The possessive words should repulse me. They should make me want to slap him, to scream at him about my autonomy and my right to make my own choices. Instead, they send another wave of unwanted heat through my body.

“You won’t touch me before our wedding night,” I hiss. “You wouldn’t dare.”

He smirks, finally letting go of my hand and taking a step back. “You’re right,” he admits. “Enjoy it while it lasts, Simone. Because in six days, all’s fair in love and war.”

His gaze drops to my left hand again. “Don’t take off the ring,” he warns, and then he strides past me, out of my room, leaving me standing there, flushed and breathing hard, his ring once more on my finger where he says it belongs.

Except I will never, ever belong to him.

No matter what he says.


That night,in bed, I’m restless and hot, even though my room is an arctic temperature from the air conditioning, just the way I like it. I know why I feel that way, but I don’t want to admit it.

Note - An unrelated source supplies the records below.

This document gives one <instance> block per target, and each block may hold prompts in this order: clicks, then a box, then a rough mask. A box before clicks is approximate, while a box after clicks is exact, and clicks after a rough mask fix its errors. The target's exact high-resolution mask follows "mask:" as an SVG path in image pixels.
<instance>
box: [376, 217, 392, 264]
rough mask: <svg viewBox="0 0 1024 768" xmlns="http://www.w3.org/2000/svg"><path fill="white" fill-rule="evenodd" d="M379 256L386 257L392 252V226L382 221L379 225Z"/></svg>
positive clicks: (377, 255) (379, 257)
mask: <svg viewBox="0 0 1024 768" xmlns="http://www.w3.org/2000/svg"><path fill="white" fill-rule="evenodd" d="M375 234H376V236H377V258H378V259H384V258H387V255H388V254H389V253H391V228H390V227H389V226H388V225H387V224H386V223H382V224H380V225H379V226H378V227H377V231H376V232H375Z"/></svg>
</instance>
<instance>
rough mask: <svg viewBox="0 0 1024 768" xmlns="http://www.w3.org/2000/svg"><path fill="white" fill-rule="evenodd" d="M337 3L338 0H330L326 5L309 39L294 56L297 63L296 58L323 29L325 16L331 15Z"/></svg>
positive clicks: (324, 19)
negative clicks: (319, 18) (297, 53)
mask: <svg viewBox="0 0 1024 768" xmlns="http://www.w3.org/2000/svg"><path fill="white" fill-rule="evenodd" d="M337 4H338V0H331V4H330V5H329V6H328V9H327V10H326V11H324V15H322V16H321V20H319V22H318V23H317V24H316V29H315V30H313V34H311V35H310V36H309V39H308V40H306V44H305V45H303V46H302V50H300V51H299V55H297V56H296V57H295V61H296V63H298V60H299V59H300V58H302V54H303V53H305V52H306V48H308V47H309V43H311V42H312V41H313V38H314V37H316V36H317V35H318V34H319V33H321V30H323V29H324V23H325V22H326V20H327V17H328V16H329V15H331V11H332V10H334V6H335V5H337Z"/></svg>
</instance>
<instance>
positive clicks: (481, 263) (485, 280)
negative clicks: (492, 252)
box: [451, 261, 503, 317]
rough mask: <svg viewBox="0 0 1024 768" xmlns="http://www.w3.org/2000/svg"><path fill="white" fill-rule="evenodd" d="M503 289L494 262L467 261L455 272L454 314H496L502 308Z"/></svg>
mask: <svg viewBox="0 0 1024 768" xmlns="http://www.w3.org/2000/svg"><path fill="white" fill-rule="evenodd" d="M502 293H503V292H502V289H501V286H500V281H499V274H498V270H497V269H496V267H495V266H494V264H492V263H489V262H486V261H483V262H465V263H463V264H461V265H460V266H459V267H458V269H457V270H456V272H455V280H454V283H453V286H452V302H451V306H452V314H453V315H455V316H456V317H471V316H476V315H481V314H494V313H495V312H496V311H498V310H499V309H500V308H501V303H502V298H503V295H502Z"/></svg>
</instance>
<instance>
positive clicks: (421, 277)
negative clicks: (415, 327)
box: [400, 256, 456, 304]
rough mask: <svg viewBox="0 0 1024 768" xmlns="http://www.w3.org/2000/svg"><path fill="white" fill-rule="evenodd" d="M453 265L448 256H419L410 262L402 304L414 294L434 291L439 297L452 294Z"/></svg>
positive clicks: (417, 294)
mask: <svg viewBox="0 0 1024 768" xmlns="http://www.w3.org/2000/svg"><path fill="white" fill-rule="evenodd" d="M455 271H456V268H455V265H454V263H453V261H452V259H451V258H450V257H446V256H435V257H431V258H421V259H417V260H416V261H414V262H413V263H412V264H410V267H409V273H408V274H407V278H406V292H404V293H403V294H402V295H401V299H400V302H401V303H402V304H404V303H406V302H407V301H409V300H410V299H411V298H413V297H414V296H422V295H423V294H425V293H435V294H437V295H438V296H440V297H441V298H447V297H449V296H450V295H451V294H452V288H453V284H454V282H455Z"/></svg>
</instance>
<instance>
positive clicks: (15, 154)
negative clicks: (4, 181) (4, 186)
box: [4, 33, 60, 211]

I’ve felt like this ever since Tristan walked away from me this afternoon, leaving me with his diamond on my finger again and the burning imprint of his touch on my collarbone.

I don’t want to touch myself while I can still feel his on me.

But before I can think better of it, I slide my hand down my body, over the silk of my nightgown to where I'm already wet and aching. There’s no pretending that it isn’t his hands that my body wants instead, that some perverse part of me doesn’t want exactly what he promised—for him to take what he wants.

I nudge my panties aside, the way he did in the dream, just before I woke up. I’m slick and hot, and I bite my lip when I dip my finger between my folds, finding my swollen clit.

I haven’t done this often. I’ve never been someone who’s aroused easily, who seeks out physical pleasure. It hasn’t interested me. But I feel feverish, aching, like Ineedthe release that my fingers promise, and the moment I touch my clit, I have to bite back a moan at the sensation that slides through me.

I can imagine his hands on my thighs, pinning me down. His hands, forcing pleasure from me whether I want to give it to him or not. His mouth on mine, swallowing my moans as he slides into me…

It doesn’t take long for me to come. My hips arch up into my hand, my mouth dropping open on a cry as I turn my face into my pillow, my muscles tightening as release washes over me. I’m inexperienced, unused to this feeling, and it takes almost nothing to push me over the edge.

Will it be that easy for him to make me come for him?